This clause, added by section 7 of the Marriage Law (Amendment) Act, 1976 states that “Desertion” for a period of 2 years is one of the grounds for divorce. If a petition is filed before 2 years on the ground of desertion, then it is usually dismissed on the ground of prematurity. If the same petition is filed after the completion of 2 years, then it is barred by res – judicata. Previously, desertion was only a ground for judicial separation, but now it is a ground for judicial separation as well as divorce. According to section 18(2)(a) of the Hindu Adoptions and Maintenance Act, 1956, a Hindu wife can live separately from her husband without forfeiting her claim for maintenance if she has been deserted by her husband without any reasonable cause or within her consent.

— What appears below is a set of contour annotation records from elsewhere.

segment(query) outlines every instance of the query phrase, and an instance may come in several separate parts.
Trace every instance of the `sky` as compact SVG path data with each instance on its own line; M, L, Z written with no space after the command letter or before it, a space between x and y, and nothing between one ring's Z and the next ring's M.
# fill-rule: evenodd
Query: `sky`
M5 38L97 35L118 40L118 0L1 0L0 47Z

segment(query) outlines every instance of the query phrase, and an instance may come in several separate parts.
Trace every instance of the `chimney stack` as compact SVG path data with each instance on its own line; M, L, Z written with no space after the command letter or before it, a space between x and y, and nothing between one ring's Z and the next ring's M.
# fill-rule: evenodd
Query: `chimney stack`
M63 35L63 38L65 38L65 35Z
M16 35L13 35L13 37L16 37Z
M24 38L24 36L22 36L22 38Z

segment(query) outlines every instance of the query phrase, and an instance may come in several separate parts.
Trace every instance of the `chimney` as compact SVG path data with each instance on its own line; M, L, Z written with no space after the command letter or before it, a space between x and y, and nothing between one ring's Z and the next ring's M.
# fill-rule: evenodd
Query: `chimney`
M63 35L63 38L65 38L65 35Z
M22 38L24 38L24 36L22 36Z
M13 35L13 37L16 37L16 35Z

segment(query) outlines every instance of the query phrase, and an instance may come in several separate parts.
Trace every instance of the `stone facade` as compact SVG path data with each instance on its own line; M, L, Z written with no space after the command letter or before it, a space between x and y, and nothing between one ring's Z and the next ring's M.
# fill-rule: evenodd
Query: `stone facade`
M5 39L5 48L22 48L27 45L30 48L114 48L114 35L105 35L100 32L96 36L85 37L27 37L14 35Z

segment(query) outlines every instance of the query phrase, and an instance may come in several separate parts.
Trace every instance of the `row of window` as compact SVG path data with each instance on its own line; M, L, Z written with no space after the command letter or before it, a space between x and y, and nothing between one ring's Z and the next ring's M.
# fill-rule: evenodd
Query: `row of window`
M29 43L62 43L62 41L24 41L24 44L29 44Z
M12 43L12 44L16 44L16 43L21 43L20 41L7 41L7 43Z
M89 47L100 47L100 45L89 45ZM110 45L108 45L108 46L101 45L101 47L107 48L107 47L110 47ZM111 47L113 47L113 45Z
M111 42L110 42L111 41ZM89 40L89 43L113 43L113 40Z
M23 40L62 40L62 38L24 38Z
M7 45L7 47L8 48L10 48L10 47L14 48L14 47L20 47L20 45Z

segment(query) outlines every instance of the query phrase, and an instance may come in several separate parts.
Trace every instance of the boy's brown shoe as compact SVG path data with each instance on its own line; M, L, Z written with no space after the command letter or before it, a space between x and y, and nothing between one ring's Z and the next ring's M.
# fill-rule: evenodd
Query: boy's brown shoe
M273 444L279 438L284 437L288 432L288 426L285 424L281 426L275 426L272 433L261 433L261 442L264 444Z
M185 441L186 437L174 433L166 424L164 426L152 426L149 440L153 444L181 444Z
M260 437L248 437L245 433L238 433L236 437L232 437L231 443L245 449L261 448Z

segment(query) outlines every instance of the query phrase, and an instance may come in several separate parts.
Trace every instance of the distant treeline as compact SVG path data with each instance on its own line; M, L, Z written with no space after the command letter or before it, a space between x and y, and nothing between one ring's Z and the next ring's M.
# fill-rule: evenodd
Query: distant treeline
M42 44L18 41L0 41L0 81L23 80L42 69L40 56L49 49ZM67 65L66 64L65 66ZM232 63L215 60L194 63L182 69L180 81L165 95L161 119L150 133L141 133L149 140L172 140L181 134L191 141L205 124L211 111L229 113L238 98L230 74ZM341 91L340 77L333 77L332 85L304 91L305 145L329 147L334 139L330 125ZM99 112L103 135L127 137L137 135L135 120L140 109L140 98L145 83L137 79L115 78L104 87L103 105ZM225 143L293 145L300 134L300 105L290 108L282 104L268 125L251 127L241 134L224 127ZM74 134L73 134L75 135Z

Section 13 of the Hindu Marriage Act, 1955 defines desertion as the intentional and permanent abandonment of one spouse by the other without his/her consent and without any reasonable cause. The most important ingredients of desertions are:
To bring cohabitation to a permanent end
Absence of consent
Reasonable cause to leave the matrimonial home
Conversion of spouse
According to this clause, if a spouse converts to some other religion and ceases to be a Hindu, then the other spouse can obtain divorce. The party who converted his religion from Hinduism to some other religion, cannot file a petition for dissolution of marriage under section 13(1)(ii) of the Hindu marriage Act, 1955.
A marriage performed under the Hindu Marriage Act canoe be dissolved due ti the change of religion of one of the spouses. Renunciation does not put an end to social obligations or the matrimonial bonds but it can definitely be one of the causes for a divorce.